I’ve done a lot of NIO debugging, and even have test cases which clearly demonstrate this is BS for particular deployments; this could be a good example of the “Ember makers assumptions that are not true and harmful” that I outlined above as a possibility.

…but of course, I’ve not tried the lib, and the linked article is not official, so coudl be peddling BS because of the ignorance of the author (happens a lot; sigh :frowning: ).

Not sure why a response to another thread was created into it’s own topic here, and only to flame it to death.

Also, is it now customary to label a particular project as ‘BS’ before even trying it out?

And due to the flamebait nature of this post, should this post be moved to ‘The Land of the Trolls’?

Just wondering if that is how it ‘works’ now.

-Chris

Hi
No, it was posted here as a discussion about EmberIO, and is irrelivant to the previous thread which was memory issues in NIO. Blah^3 tends to put things a little less delicatly than others :), but the points are genuine, not flame material at all. Having said that, it’s still interesting to see how others are handling the nasty intricasies of NIO.

Endolf

Well, I never said that, so perhaps you should re-read the post.

What I did say was that the claim that java always only reads 1 byte with NIO on the first read is BS. I say this because…it is BS. I’m sitting here right now looking at a server that doesn’t do that…

(from a cold start, first request, manually poked via telnet to ensure nothing else got in first).

The only judgement I made on the project itself was that “it looks fairly uninteresting”. Although I did also point out one of the reasons given by vendors (like sun) for not providing this level of functionality built-in.

Right.

-Chris

I don’t mind a discussion about EmberIO, but why does it start with a quote from some other thread (which you say is irrevilant to this thread?) Just was strange to me. Besides, there’s not much to discuss here, the poster didn’t even use the lib before passing judgement.

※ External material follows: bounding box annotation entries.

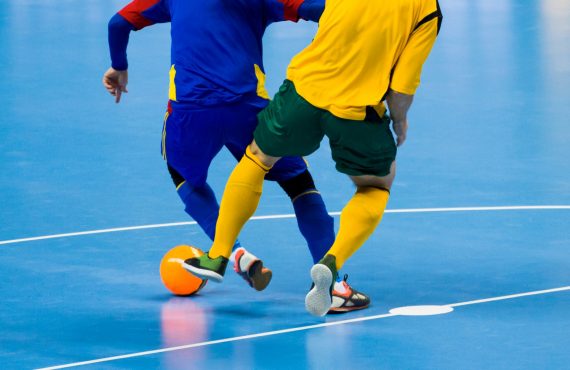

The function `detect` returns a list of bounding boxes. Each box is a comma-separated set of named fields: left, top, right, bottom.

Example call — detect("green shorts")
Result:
left=254, top=80, right=396, bottom=176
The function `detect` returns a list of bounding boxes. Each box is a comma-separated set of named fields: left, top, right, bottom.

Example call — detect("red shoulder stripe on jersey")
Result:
left=119, top=0, right=160, bottom=30
left=279, top=0, right=304, bottom=22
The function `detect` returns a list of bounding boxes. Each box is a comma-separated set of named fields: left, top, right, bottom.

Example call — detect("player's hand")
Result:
left=392, top=118, right=408, bottom=146
left=103, top=68, right=129, bottom=103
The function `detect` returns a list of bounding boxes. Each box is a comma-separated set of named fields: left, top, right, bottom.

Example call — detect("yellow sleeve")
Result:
left=390, top=18, right=438, bottom=95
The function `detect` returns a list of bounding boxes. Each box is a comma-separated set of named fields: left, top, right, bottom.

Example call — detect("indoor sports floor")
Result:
left=0, top=0, right=570, bottom=370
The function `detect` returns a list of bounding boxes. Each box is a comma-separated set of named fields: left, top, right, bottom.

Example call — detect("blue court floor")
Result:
left=0, top=0, right=570, bottom=370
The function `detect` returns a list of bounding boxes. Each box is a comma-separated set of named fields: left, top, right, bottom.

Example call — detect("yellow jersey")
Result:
left=287, top=0, right=442, bottom=120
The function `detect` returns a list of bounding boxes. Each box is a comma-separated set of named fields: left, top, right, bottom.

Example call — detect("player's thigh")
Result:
left=324, top=114, right=396, bottom=177
left=224, top=104, right=263, bottom=161
left=254, top=80, right=324, bottom=157
left=163, top=110, right=223, bottom=186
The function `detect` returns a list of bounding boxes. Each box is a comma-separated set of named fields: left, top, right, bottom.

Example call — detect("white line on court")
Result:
left=0, top=205, right=570, bottom=245
left=37, top=286, right=570, bottom=370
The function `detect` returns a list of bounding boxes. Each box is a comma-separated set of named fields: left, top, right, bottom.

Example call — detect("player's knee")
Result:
left=167, top=164, right=206, bottom=190
left=166, top=164, right=185, bottom=188
left=249, top=140, right=280, bottom=167
left=354, top=186, right=390, bottom=223
left=279, top=170, right=317, bottom=200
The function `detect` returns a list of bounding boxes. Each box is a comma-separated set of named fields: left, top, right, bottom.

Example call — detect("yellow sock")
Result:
left=208, top=146, right=270, bottom=258
left=328, top=187, right=390, bottom=270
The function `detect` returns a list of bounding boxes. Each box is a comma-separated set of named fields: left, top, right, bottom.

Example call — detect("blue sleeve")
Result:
left=299, top=0, right=325, bottom=22
left=108, top=13, right=135, bottom=71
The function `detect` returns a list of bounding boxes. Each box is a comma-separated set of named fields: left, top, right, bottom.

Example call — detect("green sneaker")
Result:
left=182, top=253, right=228, bottom=283
left=305, top=254, right=338, bottom=316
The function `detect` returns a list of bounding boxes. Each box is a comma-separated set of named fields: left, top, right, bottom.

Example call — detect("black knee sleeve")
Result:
left=278, top=170, right=316, bottom=199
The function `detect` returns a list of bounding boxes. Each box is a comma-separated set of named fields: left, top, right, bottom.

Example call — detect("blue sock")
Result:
left=293, top=192, right=335, bottom=263
left=177, top=182, right=240, bottom=250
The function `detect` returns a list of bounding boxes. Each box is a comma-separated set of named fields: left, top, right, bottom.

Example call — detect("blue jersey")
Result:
left=109, top=0, right=324, bottom=106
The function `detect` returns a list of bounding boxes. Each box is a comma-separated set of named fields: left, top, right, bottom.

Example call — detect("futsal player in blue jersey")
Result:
left=103, top=0, right=370, bottom=312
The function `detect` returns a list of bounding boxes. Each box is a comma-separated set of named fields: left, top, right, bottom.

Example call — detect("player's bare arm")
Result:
left=386, top=89, right=414, bottom=146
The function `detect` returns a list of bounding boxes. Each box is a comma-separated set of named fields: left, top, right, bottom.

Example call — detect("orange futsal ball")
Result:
left=160, top=245, right=206, bottom=296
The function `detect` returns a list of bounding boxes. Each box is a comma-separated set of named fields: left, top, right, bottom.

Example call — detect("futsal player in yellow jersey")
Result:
left=184, top=0, right=442, bottom=316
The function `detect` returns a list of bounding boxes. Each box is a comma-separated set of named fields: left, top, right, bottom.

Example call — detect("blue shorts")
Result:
left=162, top=103, right=307, bottom=187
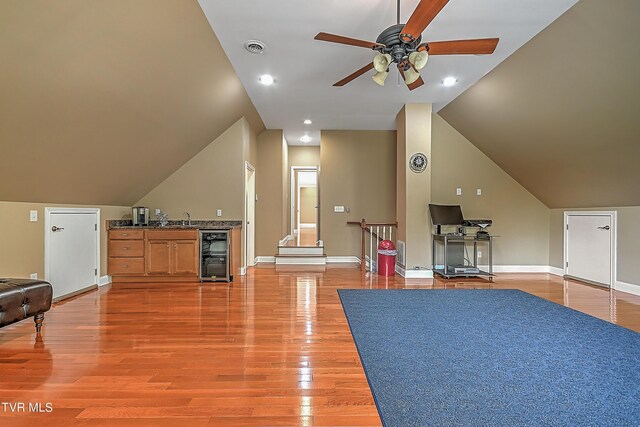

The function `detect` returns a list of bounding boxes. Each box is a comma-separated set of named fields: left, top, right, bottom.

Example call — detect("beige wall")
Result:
left=280, top=132, right=291, bottom=239
left=425, top=114, right=549, bottom=266
left=256, top=130, right=286, bottom=256
left=320, top=130, right=396, bottom=257
left=0, top=0, right=264, bottom=206
left=136, top=119, right=247, bottom=220
left=396, top=104, right=432, bottom=269
left=0, top=202, right=131, bottom=279
left=549, top=206, right=640, bottom=286
left=300, top=187, right=318, bottom=224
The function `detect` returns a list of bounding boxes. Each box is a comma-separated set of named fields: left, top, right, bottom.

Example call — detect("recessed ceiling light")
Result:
left=442, top=77, right=458, bottom=87
left=244, top=40, right=264, bottom=55
left=258, top=74, right=274, bottom=86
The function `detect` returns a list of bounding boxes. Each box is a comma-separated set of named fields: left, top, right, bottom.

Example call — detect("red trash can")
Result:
left=378, top=240, right=398, bottom=276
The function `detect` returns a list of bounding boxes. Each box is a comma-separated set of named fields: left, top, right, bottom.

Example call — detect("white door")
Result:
left=565, top=214, right=614, bottom=286
left=245, top=165, right=256, bottom=267
left=45, top=212, right=99, bottom=298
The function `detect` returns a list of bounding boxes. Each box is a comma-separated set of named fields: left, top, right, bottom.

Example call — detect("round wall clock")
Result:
left=409, top=153, right=428, bottom=173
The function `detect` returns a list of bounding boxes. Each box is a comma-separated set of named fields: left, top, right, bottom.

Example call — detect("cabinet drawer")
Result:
left=109, top=240, right=144, bottom=257
left=147, top=230, right=198, bottom=240
left=109, top=257, right=144, bottom=276
left=109, top=229, right=144, bottom=240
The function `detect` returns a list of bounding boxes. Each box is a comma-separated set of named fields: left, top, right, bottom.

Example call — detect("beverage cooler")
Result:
left=200, top=230, right=229, bottom=282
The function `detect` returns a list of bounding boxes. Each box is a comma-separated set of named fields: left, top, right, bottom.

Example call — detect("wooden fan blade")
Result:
left=407, top=77, right=424, bottom=90
left=400, top=0, right=449, bottom=41
left=334, top=62, right=373, bottom=86
left=429, top=38, right=500, bottom=55
left=314, top=33, right=383, bottom=49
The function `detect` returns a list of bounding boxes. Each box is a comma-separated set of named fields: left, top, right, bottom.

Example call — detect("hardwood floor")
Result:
left=0, top=265, right=640, bottom=427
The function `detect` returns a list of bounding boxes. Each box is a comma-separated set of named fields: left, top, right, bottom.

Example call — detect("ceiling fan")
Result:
left=314, top=0, right=499, bottom=90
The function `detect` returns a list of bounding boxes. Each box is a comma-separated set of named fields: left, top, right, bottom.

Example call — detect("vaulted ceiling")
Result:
left=0, top=0, right=640, bottom=211
left=440, top=0, right=640, bottom=208
left=0, top=0, right=264, bottom=206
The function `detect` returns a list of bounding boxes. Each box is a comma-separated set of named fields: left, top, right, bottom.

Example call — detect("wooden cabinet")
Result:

I find it more than a little disturbing the way certain ‘experts’ in the community will completely trash other people’s work without even performing ANY evaluation of the work before making, in my opinion, pretty harsh criticism. It’s as bad as making statements about the performance of Java without providing the facts to back those statements up (unless a huge sum of money is involved…) At the risk of getting off topic, is this really the attitude that fosters interest and knowledge building within the java gaming community? The motto is becomming ‘If you haven’t used it, trash it, and if they can’t prove it, evangalize it’. Pretty sad.

-Chris

As moderator, I have the responsibility to try and keep the forum clear and easy for people to follow; I considered your post was an excellent start to a new thread, but irrelevant to the thread where you had posted it (you cited a library that is designed for a completely different purpose, and could not have made any positive difference since it would automatically be subject to whatever bug I was facing).

The real reason the new thread starts with a quote of your post? Because YABB will allow me various things (like deleting or modifying your post), but misses out some others like being able to move your post :(. So I had to compromise :).

FYI, I had read pretty much everything on the net about EmberIO (which is not much, and involves trawling the author’s blog).

If you want to follow up this OT discussion, post a new thread in off-topic setting out your rants, and modify your last post to also have the URL pointing to that thread. If you post anything here other than discussion of EmberIO, I’ll delete it. I don’t mind your criticisms, but it’ll just clog up this thread. Unless you really want to discuss your comments (as above), I can’t be bothered, since the points I made are obviously valid.